Eu o empurrava, mordia, chutava, mas de nada adiantava, tive sorte, pois mesmo eu sendo menor e mais fraca, minha resistência valeu e não fui penetrada a fundo, se posso assim dizer.  Ele dizia que aquilo era minha culpa, porque eu o provocava, me insinuava... Gente eu tinha menos de 10 anos de idade, como uma criança nessa idade sabe provocar.

Quando ele gozou em mim, sujando o meu short do É o Tchan, sai correndo chorando de volta pra casa, quando ele me pegou pelo braço e da forma mais amedrontadora disse: - se você contar pra alguém eu seria a culpada, ninguém acreditaria e mim.

Mas não bastava isso, ele teve que contar para os irmãos, para os amigos, e ali, na rua, onde costumava brincar, ouvia os meninos mais velhos (entenda entre 16 a 18 anos) gritando a pleno pulmão: - estuprada!

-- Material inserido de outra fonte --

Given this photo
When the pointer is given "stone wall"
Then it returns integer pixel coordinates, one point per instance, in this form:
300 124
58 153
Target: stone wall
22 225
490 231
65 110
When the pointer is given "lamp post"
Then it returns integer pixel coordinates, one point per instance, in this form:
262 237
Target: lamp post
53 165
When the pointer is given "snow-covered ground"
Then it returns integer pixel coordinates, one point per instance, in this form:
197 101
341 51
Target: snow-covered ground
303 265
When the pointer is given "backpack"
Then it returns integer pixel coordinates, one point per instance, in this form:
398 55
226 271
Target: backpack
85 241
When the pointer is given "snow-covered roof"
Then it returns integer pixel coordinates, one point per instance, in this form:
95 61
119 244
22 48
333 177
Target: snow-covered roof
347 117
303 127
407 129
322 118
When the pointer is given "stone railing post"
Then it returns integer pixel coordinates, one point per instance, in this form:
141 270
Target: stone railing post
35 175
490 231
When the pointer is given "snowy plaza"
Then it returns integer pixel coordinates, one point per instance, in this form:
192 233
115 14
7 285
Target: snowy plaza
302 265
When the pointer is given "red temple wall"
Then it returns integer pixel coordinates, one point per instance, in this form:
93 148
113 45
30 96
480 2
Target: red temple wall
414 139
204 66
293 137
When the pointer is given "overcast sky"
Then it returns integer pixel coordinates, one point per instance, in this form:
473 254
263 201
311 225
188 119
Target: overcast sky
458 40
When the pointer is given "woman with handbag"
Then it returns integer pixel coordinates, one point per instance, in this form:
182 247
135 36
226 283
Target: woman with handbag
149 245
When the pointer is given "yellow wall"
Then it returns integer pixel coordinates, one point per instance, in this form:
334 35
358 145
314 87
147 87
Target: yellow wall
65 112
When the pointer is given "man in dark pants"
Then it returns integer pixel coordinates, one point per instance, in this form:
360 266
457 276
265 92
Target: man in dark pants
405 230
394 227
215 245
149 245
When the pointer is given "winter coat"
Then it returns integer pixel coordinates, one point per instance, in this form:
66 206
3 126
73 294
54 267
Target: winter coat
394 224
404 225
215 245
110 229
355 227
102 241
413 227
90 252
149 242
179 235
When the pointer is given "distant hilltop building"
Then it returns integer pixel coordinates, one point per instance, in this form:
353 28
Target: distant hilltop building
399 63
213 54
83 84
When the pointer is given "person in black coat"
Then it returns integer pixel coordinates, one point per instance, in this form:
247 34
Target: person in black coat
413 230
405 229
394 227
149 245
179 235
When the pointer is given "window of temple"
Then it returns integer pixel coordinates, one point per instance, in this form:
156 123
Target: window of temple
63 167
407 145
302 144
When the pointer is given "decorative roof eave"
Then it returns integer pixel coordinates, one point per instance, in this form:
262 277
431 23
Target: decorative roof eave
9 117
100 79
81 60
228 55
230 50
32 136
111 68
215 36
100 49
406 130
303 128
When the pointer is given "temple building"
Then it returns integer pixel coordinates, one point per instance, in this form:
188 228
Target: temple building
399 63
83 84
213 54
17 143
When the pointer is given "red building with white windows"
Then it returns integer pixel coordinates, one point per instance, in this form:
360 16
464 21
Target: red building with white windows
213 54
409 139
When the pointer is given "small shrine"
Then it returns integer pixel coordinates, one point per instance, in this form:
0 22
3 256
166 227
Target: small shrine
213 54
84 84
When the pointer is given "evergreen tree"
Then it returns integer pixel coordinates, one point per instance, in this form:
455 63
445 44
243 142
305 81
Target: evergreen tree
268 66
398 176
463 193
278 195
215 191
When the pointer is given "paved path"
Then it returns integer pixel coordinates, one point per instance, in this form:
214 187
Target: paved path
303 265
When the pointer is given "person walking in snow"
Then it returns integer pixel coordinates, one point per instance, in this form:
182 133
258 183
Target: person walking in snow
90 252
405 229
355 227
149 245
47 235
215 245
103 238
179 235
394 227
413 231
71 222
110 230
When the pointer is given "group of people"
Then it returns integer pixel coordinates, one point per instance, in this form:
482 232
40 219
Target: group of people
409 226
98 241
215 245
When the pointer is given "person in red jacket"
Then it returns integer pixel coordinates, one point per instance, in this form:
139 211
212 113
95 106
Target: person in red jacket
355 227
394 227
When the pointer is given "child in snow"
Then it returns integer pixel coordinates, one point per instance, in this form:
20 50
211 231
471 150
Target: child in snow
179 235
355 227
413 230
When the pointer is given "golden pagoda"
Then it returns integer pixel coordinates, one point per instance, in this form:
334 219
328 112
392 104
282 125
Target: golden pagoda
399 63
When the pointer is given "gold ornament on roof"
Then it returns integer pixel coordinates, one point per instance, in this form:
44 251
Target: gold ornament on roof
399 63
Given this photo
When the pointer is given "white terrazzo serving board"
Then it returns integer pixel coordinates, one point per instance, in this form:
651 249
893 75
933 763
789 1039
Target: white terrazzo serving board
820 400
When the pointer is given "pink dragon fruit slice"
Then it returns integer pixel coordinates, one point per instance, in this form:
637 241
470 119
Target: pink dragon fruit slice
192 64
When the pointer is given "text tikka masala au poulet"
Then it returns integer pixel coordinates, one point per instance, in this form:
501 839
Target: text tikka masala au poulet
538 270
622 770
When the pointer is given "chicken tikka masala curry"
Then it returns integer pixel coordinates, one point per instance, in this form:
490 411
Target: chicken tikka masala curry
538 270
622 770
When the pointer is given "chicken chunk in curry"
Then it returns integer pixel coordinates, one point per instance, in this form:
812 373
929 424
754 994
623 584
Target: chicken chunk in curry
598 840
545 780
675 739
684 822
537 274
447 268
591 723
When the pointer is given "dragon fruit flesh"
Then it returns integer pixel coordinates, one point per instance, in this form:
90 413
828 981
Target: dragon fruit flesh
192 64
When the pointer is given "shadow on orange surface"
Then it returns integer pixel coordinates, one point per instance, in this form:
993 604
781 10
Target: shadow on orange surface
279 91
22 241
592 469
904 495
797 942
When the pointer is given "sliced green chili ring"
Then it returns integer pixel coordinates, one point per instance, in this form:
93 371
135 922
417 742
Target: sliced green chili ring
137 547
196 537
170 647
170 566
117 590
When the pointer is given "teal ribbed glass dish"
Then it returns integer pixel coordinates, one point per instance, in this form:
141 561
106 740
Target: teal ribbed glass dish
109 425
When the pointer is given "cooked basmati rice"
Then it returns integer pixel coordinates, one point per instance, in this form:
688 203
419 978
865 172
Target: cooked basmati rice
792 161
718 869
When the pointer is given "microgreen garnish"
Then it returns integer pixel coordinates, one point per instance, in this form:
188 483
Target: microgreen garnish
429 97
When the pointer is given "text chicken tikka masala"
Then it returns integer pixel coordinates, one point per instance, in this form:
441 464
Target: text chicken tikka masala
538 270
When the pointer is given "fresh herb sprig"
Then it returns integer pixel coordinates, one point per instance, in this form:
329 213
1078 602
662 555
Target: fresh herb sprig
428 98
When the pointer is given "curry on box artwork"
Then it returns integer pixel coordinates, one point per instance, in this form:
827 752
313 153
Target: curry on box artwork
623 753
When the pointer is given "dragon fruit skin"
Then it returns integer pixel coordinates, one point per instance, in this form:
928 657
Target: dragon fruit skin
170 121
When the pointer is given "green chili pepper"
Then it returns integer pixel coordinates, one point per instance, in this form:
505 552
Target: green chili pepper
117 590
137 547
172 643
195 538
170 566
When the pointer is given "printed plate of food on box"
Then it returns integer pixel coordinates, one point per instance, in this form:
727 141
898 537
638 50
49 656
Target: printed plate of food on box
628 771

Eu não entendia nada daquilo, mas tinha medo de que meus pais soubessem e me castigassem, porque eu havia provocado aquilo! Somente uma criança poderia pensar assim.

Quando os outros “amigos” de bairro se aproximavam, eles diziam, se ele pode, eu também posso e começavam a me tocar, sem saber me defender eu corria, fugia e me escondia.

Mudamos de cidade, e eu escondi isso de todas as pessoas, escondi de mim, mas hoje, vendo no que o mundo está se transformando, vendo uma população que considera uma vítima culpada, temo pelo futuro, temo pela minha filha, temo por minha prisão por homicídio se acontecer algo com ela.

A cultura do estupro não está na cabeça do homem, mas na da sociedade, existem homens e mulheres com esse pensamento arcaico, mulher submissa está na bíblia, mas é bem diferente de mulher submetida a qualquer prática, racismo, ou sexismo.